Politische Gasgeschäfte

Seit einigen Monaten ist die Botschaft „Schluss mit Ölheizungen“ aus den Mündern diverser Politiker zu hören. Grund genug, diese Botschaft mal näher anzusehen!

Da sind einmal die Befürworter dieser Maßnahme: Allen voran Landwirtschaftsminister Rupprechter, der Generalsekretär der Landwirtschaftskammern Josef Plank und dessen Nachfolger in den NÖ Landesregierung, Stephan Agrarlandesrat Pernkopf.

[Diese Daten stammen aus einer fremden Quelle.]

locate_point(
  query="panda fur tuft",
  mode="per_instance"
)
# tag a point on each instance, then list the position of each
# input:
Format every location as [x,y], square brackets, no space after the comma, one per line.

Dann die Botschaft: Schon relativ bald soll der Einbau von Ölheizungen in Neubauten verboten werden. Die Begründung: Die Abgase seien umweltschädlich, Ölheizungen per se sehr teuer! Das alles wird mit wissenschaftlichen Daten untermauert!

Gas, Holz, oder doch Öl? Darum tobt eine Streit der Energiehändler. Foto: Fotolia/tiero

Der Konter der Ölhändler lässt nicht lange auf sich warten. „Unsinn“ sagen die und behaupten ihrerseits, dass moderne Ölheizungen im Vollkostenvergleich die günstigste Form der Raumwärmeerzeugung seien und moderne Heizkessel in Kombination mit CO2-freiem Bio-Öl besonders sauber wären. Untermauert wird das, eh klar, mit wissenschaftlichen Daten!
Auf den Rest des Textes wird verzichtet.